I have so many memorable experiences of using Developmental Drama. They all are amazing and important to me: Someone’s face full of laughter and sheer joy when their name is “drummed” to a climax in the warm-up. The concentration on another as they focus for all they are worth on something happening in the circle. The sudden, unexpected and totally right response to a new event in the story. The first time a young man, who has always said he is “happy”, tells me that he is “angry” – and means it too! A whole group of children with multi-sensory impairment huddled together, looking upwards in wonder at a new and bright “hole in the sky!” It goes on and on. I am a very lucky person.

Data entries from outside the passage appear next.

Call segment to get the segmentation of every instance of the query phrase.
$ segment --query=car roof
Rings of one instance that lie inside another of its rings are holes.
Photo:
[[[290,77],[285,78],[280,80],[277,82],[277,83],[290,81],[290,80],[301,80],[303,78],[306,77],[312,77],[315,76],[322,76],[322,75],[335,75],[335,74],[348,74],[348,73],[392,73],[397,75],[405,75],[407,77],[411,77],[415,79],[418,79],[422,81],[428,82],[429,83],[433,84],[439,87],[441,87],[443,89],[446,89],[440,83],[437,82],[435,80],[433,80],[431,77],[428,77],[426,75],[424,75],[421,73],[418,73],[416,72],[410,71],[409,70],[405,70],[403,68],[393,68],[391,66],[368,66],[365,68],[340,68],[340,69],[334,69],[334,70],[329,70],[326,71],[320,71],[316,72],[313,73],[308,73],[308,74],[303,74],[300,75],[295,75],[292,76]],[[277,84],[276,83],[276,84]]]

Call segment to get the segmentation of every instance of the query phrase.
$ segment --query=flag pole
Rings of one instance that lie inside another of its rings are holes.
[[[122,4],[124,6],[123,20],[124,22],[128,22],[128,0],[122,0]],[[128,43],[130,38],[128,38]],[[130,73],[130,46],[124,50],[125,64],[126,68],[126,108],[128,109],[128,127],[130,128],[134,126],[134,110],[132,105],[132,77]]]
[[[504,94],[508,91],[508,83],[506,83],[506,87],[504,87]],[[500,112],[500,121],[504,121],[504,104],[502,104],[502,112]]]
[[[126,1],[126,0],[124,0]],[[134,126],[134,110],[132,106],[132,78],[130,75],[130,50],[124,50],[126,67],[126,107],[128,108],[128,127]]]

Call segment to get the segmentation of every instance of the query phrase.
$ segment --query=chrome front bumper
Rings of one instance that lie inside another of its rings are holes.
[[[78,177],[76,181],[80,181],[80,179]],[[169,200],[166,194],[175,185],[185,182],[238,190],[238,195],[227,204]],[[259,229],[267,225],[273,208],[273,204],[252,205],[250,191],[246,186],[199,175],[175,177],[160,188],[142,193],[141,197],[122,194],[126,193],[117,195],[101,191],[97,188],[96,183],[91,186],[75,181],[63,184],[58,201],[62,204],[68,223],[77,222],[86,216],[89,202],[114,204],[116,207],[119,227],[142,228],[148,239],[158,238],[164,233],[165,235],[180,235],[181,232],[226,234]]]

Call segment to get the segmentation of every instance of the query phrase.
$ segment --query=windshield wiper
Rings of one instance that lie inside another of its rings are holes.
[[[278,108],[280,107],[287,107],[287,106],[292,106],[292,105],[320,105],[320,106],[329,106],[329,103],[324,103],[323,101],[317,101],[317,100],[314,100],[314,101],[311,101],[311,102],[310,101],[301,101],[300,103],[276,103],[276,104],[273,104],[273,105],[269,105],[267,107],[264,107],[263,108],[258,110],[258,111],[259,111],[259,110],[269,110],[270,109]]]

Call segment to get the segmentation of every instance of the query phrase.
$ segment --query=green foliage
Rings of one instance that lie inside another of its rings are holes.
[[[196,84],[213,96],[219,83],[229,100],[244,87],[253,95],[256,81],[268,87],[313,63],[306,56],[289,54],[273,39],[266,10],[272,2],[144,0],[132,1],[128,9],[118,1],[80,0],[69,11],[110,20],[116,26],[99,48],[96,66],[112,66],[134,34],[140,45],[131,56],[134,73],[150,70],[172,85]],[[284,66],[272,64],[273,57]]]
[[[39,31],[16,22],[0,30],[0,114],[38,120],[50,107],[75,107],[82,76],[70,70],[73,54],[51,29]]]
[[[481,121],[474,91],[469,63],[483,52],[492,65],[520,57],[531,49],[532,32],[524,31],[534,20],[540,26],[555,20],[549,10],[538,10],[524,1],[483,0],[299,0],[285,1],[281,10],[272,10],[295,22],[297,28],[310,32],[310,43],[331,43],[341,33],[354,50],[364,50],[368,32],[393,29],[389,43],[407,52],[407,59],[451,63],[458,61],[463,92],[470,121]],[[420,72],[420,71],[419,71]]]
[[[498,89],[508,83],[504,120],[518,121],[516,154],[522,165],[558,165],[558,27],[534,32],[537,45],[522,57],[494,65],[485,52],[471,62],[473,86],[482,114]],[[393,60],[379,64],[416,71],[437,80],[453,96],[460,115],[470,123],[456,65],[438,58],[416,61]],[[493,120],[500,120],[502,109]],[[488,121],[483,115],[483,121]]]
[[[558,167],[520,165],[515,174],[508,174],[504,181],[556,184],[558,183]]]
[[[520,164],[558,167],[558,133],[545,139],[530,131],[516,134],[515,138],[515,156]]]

How quickly can you expect to see positive results in a client? Is there any way of measuring outcomes?
As I described in the book, there are observable, positive changes in behaviour and responses that can happen quite quickly. This is usually because the environment of Developmental Drama allows people to demonstrate abilities they actually already have that have not been observed by others, due to a lack of appropriate opportunity, support and motivation. Genuine moves forward in development will occur, and I feel it is very important to specifically work towards this. Moves forward will be small, and they will be specific to the individual, considering the barriers to development that are unique to them. There are a number of developmental measures that are used in special education. I had wanted to try to adapt aspects of them to the Developmental Drama process. It is a job for someone still to do. It is also important for new skills that are worked on within sessions to be picked up and worked with by others involved with the clients in their lives outside of sessions. This can be hard to make happen, but attention should be given to it. The most important outcome is a happier, more communicative person – a qualitative outcome that relies on feedback from parents, carers and other professionals that might be involved. Bringing parents and other professionals sensitively into sessions, so they can see for themselves what is happening and what is possible, is important.
What prompted you to write this book?
I have recently retired from special education, although I am still involved in the training and supervision of dramatherapists. I was encouraged strongly by the dramatherapy students I took on placement, by other professionals including the teachers and TAs I worked alongside and by dramatherapists who also work with this client group to share what I had learned in a more far-reaching way. It was also a way of honouring the many young people who took part in my Developmental Drama sessions over the years.
My main hope is that the book will inspire more practitioners to work with these clients. I also hope that the ways in which I have worked will be developed & changed – and that those new ways of working will be shared with others as well. It is, potentially, such an exciting and creative area of work, that can make real differences to the lives of people with profound and severe disabilities. I have worked hard, but there is so much more to do!
In the book you stress the importance of support actors in Developmental Drama, but he idea of ‘acting’ may be intimidating to staff without a theatrical background. How can this be overcome?
I think I describe this in detail in the book. Basically, just like the clients, they need to be accepted as they are and helped to feel safe and respected. Then they need structures to support them to carry out their role within the sessions. It is usually when they really see the difference in the people they support that you begin to get them on board. It does not happen “over night”!